Being targeted by campus police

The number of armed officers at universities has gone up in the past decade, a U.S. Department of Justice report shows. During the 2011–2012 school year, 91 percent of public colleges had armed police officers. There has also been a recent uptick in the percentage of private and public colleges that employ officers who carry guns, from 68 percent in the 2004–2005 school year to 75 percent in 2011–2012.

There is already distrust between safety officers and black college students, who are often profiled by police officers off campus, and there has been a record of safety officers unnecessarily criminalizing small infractions or stepping outside of their authority when they approach black college students. For example, Portland State University students and Black Lives Matter activists protested the introduction of weapons to the campus police force due to concerns about who would be targeted by campus police.

Black college students are often stopped by officers for very minor issues. In September, a black college student who attended Hinds Community College in Mississippi was stopped by a campus police officer who said his pants violated the college dress code. When the student refused to show his ID, he was arrested for a failure to comply. Yet, after the incident, the college said he had not violated the dress code.
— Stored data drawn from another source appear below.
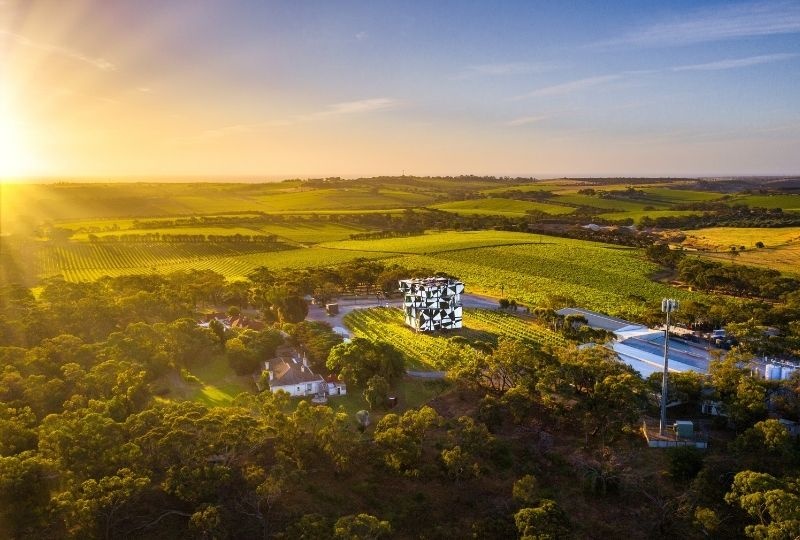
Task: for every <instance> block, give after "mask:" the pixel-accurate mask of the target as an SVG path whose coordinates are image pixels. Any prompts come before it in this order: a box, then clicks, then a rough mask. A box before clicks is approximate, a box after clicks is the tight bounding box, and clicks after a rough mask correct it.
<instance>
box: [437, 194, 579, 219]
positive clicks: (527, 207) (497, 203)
mask: <svg viewBox="0 0 800 540" xmlns="http://www.w3.org/2000/svg"><path fill="white" fill-rule="evenodd" d="M431 208H437V209H439V210H446V211H448V212H454V213H456V214H463V215H501V216H513V217H520V216H525V215H527V213H528V211H536V212H544V213H545V214H551V215H560V214H569V213H572V212H574V211H575V209H574V208H572V207H569V206H559V205H557V204H548V203H545V202H535V201H520V200H515V199H503V198H489V199H472V200H468V201H456V202H449V203H442V204H437V205H435V206H432V207H431Z"/></svg>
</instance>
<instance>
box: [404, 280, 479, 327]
mask: <svg viewBox="0 0 800 540" xmlns="http://www.w3.org/2000/svg"><path fill="white" fill-rule="evenodd" d="M400 291H401V292H402V293H403V295H404V299H403V311H405V317H406V324H407V325H408V326H410V327H411V328H414V329H415V330H419V331H421V332H433V331H436V330H454V329H456V328H461V317H462V308H461V294H462V293H463V292H464V284H463V283H461V282H460V281H457V280H455V279H449V278H438V277H431V278H424V279H402V280H400Z"/></svg>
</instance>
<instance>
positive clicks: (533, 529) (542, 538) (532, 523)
mask: <svg viewBox="0 0 800 540" xmlns="http://www.w3.org/2000/svg"><path fill="white" fill-rule="evenodd" d="M514 521H515V522H516V524H517V531H518V532H519V535H520V539H521V540H558V539H567V538H569V537H570V536H569V521H568V520H567V517H566V515H565V514H564V512H563V511H562V510H561V509H560V508H559V507H558V505H557V504H556V502H555V501H552V500H550V499H542V500H541V501H540V503H539V505H538V506H536V507H534V508H523V509H521V510H519V511H518V512H517V513H516V514H514Z"/></svg>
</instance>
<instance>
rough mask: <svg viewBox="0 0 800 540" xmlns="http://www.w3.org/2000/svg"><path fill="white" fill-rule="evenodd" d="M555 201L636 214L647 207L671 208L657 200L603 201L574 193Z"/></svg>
mask: <svg viewBox="0 0 800 540" xmlns="http://www.w3.org/2000/svg"><path fill="white" fill-rule="evenodd" d="M553 201H557V202H560V203H565V204H572V205H575V206H590V207H592V208H600V209H603V210H619V211H634V212H635V211H642V210H644V209H645V208H647V207H653V208H654V209H662V210H664V209H667V208H668V207H669V205H668V203H663V202H659V201H657V200H653V201H649V200H647V201H643V200H631V199H603V198H600V197H595V196H592V195H581V194H580V193H574V194H569V195H558V196H556V197H554V198H553Z"/></svg>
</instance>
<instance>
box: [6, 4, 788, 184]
mask: <svg viewBox="0 0 800 540" xmlns="http://www.w3.org/2000/svg"><path fill="white" fill-rule="evenodd" d="M403 172H404V173H405V174H413V175H458V174H491V175H498V176H500V175H522V176H538V177H548V176H560V175H571V176H576V175H583V176H604V175H621V176H666V175H680V176H705V175H784V174H800V1H777V2H773V1H767V2H729V1H724V2H702V1H687V2H670V1H664V0H662V1H654V2H647V1H636V2H628V1H619V2H616V1H615V2H575V1H570V2H551V1H547V2H537V1H533V0H530V1H520V2H514V1H494V2H490V1H486V2H474V1H469V0H460V1H452V2H451V1H445V0H442V1H436V2H430V1H420V2H416V1H411V0H404V1H395V2H388V1H381V0H372V1H352V2H351V1H334V0H325V1H320V2H316V1H312V0H303V1H302V2H297V1H286V2H272V1H264V0H253V1H245V0H241V1H233V0H225V1H222V0H220V1H212V0H174V1H163V0H136V1H125V0H92V1H89V0H70V1H63V0H41V1H39V0H0V178H5V179H6V180H7V181H8V179H14V178H24V177H55V178H67V177H103V178H130V177H166V176H193V177H208V178H211V177H219V176H236V177H245V176H248V177H253V178H280V177H286V178H289V177H310V176H314V177H317V176H372V175H399V174H402V173H403Z"/></svg>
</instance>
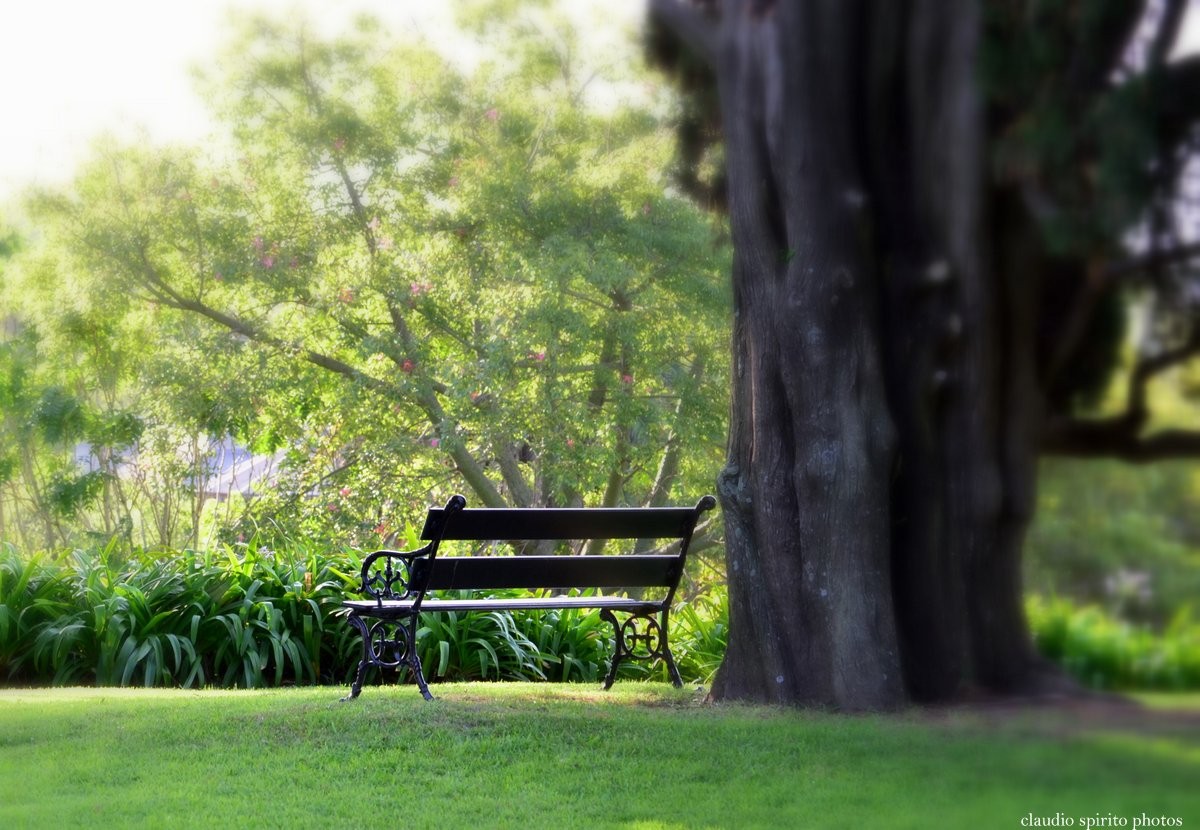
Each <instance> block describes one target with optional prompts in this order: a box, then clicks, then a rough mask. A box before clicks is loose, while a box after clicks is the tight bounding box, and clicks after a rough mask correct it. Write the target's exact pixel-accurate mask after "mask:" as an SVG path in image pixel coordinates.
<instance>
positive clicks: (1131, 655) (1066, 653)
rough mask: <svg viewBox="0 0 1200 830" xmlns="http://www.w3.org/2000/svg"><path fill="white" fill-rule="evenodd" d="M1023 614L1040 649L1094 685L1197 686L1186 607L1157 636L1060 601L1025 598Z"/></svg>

Failing to get solidarity from the administration

Among all of these problems with campus climate for black students, the lack of administration response to racist incidents has been the most mobilizing for protesters.

The former president of the University of Missouri, for instance, was accused of failing to act after a string of racist behavior toward black students on campus — such as the African American student association president being harassed by men in a pickup truck yelling a racial slur, a white male student calling black students a racial slur during the rehearsal of a school play, and the drawing of a swastika with feces in one of the college’s bathrooms. He resigned in November of last year after widespread student protests calling for him to step down.

Students on other campuses have had similar complaints, leading to other administrators agreeing to resign their positions. But there’s still a widespread sense that college administrators aren’t sensitive to the concerns of students of color speaking up about injustices on campus.

At Yale University — where students of color have submitted a list of demands for the administration after reports of racist behavior from their peers — President Peter Salovey has defended some of the incidents that students are upset about. Salovey defended a faculty member who hit “reply all” to disagree with an email from the Intercultural Affairs Committee at Yale directing students not to wear blackface, claiming that students of color should simply avert their eyes from peers wearing offensive costumes.

The email incident, though often portrayed as minor, was an example of a college faculty member undermining a task force working on making the campus climate more welcoming to students of color. For students of color, the choice to publicly criticize the committee represented a complete disregard for whether or not students of color feel welcome on campus. Are those students “coddled,” or are they simply seeking basic respect in environments that are tailored to white students’ needs?